How does snakemake behave in such a situation?  If the job database is
already clogged up trying to record too many jobs completing within too
short a time, snakemake querying the database at that moment and maybe
starting more jobs (because others have failed and thus completed) could
potentially exacerbate the problem.

> And for example,
> snakemake has a mechanism to batch a number of smaller jobs into larger
> jobs for submission on the cluster, so this might be something to
> suggest to your users that cause trouble through using snakemake
> (especially the `--group-components` mechanism):
> https://snakemake.readthedocs.io/en/latest/executing/grouping.html

This seems to me, from the perspective of an operator, to be the main
advantage.

> The query mechanism for job status is a different story. And I'm
> specifically here on this mailing list to get as much input as possible
> to improve this -- and welcome anybody who wants to chime in on my
> respective work-in-progress pull request right here:
> https://github.com/snakemake/snakemake/pull/2136
>
> And if you are seeing a workflow management system causing trouble on
> your system, probably the most sustainable way of getting this resolved
> is to file issues or pull requests with the respective project, with
> suggestions like the ones you made. For snakemake, a second good point
> to currently chime in, would be the issue discussing Slurm job array
> support: https://github.com/snakemake/snakemake/issues/301

I have to disagree here.  I think the onus is on the people in a given
community to ensure that their software behaves well on the systems they
want to use, not on the operators of those system.  Those of us running
HPC systems often have to deal with a very large range of different
pieces of software and time and personell are limited.  If some program
used by only a subset of the users is causing disruption, then it
already costs us time and energy to mitigate those effects.  Even if I
had the appropriate skill set, I don't see my self be writing many
patches for workflow managers any time soon.

Cheers,

Loris

> And for Nextflow, another commonly used workflow manager in my field
> (bioinformatics), there's also an issue discussing Slurm job array
> support:
> https://github.com/nextflow-io/nextflow/issues/1477
>
> cheers,
> david
>
>
> On Mon, 2023-02-27 at 13:24 +0100, Ward Poelmans wrote:
>> On 24/02/2023 18:34, David Laehnemann wrote:
>> > Those queries then should not have to happen too often, although do
>> > you
>> > have any indication of a range for when you say "you still wouldn't
>> > want to query the status too frequently." Because I don't really,
>> > and
>> > would probably opt for some compromise of every 30 seconds or so.
>> 
>> I think this is exactly why hpc sys admins are sometimes not very
>> happy about these tools.

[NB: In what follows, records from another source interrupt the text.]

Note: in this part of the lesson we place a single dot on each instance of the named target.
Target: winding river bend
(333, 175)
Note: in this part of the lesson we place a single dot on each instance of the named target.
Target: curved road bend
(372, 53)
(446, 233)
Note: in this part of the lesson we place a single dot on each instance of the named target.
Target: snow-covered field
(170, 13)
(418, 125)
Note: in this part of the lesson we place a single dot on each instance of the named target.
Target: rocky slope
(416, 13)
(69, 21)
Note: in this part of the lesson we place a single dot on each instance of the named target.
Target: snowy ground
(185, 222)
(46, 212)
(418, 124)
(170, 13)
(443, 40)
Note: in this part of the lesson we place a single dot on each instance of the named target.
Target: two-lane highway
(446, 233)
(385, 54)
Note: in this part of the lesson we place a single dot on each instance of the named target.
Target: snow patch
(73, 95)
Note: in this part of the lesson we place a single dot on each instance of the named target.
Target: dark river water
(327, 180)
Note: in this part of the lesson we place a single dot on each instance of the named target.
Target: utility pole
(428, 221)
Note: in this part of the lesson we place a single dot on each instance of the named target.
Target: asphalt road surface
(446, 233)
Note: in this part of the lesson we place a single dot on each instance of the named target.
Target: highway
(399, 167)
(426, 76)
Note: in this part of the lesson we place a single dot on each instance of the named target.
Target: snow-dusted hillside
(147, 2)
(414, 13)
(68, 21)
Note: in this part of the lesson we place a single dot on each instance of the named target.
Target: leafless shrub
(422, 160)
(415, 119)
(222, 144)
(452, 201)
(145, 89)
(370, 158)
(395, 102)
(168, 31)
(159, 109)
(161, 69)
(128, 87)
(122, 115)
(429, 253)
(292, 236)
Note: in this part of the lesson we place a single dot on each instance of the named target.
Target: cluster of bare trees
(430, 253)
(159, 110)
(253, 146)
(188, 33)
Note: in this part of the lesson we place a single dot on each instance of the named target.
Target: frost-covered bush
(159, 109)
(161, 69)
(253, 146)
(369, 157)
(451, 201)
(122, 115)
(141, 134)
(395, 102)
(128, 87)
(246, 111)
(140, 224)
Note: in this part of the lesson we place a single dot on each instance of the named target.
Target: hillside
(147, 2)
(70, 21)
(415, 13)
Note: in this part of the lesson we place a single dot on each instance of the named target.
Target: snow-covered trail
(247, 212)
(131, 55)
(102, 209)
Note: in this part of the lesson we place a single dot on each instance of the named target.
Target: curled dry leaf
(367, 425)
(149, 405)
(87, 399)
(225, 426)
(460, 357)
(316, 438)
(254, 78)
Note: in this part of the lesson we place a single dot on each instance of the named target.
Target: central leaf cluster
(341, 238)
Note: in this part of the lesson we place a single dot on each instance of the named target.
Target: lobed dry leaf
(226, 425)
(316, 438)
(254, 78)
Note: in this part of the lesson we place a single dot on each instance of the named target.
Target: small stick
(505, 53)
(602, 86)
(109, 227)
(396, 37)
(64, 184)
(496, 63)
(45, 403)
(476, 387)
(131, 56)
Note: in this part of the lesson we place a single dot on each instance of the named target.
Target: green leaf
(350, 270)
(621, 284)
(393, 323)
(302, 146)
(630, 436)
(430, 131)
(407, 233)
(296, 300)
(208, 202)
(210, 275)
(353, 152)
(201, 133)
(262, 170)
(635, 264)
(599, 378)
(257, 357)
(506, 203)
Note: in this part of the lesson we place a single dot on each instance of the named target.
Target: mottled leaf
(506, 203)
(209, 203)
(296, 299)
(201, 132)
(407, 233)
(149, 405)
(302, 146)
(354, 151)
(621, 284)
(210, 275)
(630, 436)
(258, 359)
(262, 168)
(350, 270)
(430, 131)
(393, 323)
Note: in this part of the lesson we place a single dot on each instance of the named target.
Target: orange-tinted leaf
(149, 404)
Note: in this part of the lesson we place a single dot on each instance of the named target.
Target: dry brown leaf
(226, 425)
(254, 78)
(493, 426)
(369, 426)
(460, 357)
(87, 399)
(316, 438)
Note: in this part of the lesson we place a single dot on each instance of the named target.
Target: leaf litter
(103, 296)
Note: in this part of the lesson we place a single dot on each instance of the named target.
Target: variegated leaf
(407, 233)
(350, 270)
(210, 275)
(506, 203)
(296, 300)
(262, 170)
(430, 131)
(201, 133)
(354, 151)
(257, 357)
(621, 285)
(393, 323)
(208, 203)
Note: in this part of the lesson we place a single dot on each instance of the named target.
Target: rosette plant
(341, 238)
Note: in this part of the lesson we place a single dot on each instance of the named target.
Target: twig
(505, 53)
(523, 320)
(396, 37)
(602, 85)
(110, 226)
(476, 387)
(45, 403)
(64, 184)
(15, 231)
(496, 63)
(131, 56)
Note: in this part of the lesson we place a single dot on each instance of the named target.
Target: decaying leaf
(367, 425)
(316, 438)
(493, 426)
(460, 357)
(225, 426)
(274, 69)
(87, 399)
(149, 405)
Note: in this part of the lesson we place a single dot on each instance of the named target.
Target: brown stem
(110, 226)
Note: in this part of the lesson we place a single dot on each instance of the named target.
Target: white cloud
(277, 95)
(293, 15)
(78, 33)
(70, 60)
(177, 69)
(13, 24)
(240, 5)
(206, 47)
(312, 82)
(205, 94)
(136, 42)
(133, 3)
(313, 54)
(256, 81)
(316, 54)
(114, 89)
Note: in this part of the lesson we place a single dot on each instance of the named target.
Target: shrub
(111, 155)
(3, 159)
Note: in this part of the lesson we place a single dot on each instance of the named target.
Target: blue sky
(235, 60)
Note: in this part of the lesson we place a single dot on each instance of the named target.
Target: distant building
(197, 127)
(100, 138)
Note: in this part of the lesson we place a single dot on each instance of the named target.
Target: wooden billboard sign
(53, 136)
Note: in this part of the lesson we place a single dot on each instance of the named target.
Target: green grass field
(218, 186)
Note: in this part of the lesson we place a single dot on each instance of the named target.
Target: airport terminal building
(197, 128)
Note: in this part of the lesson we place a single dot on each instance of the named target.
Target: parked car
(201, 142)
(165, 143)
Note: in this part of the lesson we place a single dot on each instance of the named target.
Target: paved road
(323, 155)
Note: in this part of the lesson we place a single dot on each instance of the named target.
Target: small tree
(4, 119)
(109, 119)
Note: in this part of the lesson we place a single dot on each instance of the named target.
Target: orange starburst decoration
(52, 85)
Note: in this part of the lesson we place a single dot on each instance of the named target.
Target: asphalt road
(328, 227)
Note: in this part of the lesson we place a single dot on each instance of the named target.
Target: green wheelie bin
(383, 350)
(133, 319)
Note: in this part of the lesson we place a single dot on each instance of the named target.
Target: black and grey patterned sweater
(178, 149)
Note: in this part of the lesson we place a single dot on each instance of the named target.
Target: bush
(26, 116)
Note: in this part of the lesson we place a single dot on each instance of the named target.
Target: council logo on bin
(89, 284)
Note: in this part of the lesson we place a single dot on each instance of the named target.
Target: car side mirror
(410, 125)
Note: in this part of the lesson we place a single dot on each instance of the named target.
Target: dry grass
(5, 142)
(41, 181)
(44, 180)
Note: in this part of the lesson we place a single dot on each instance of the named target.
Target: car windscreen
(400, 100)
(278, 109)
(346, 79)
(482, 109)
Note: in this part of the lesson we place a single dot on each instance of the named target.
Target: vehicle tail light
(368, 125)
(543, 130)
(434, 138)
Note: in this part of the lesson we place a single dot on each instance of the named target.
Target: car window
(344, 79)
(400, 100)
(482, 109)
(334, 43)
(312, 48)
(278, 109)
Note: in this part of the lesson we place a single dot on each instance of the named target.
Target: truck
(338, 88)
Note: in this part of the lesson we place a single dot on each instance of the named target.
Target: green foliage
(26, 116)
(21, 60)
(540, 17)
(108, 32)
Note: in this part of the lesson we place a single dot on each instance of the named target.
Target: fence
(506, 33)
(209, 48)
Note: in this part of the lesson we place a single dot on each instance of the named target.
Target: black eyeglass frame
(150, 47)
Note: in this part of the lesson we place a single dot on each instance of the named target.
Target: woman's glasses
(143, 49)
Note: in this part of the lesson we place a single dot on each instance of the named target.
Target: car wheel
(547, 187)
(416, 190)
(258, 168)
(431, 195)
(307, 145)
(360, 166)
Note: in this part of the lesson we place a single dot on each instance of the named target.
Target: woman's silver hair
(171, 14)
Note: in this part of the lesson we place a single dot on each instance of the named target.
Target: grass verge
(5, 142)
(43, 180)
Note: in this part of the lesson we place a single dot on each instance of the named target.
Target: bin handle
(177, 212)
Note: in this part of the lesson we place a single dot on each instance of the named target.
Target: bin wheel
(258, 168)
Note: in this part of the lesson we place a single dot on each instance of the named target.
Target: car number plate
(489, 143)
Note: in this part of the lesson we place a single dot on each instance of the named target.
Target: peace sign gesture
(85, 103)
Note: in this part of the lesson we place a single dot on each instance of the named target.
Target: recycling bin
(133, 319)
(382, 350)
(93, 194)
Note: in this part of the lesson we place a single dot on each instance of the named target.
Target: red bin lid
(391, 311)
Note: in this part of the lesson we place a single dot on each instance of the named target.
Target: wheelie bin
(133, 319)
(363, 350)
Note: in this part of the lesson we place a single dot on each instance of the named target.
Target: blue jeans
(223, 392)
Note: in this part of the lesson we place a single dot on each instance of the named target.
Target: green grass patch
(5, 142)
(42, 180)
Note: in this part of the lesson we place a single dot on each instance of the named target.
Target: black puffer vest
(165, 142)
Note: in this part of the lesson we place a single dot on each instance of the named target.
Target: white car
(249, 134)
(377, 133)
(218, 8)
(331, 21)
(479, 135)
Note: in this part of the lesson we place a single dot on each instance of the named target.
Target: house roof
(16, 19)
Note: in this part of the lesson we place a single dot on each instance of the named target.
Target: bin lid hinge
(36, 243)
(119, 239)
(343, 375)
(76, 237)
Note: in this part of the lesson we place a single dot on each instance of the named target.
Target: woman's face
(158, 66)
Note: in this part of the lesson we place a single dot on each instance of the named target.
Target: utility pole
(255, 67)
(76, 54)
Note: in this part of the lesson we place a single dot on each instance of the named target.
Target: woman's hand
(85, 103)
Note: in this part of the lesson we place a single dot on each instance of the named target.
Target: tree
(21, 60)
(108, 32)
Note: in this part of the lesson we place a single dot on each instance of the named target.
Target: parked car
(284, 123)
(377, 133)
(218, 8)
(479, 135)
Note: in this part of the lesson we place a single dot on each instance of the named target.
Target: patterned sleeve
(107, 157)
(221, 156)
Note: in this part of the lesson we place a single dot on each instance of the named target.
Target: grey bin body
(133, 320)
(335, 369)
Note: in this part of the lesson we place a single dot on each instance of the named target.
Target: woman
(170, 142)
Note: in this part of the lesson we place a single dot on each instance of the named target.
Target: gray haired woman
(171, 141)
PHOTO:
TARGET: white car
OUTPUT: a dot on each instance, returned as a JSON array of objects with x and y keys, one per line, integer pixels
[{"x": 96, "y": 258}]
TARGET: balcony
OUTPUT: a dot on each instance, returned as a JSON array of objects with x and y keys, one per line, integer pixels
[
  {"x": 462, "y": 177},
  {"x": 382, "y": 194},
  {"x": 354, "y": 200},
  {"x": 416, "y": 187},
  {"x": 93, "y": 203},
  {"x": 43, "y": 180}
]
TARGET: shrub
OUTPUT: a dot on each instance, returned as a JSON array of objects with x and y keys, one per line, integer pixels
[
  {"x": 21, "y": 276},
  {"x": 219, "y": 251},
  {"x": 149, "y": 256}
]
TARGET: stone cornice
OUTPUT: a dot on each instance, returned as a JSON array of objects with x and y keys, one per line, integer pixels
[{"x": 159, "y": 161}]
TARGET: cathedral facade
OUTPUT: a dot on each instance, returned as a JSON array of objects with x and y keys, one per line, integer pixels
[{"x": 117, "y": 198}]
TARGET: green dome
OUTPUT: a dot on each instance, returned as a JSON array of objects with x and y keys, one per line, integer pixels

You're talking about 10000 of jobs on one
>> hand yet you want fetch the status every 30 seconds? What is the
>> point of that other then overloading the scheduler?
>> 
>> We're telling your users not to query the slurm too often and usually
>> give 5 minutes as a good interval. You have to let slurm do it's job.
>> There is no point in querying in a loop every 30 seconds when we're
>> talking about large numbers of jobs.
>> 
>> 
>> Ward
-- 
Dr. Loris Bennett (Herr/Mr)
ZEDAT, Freie Universität Berlin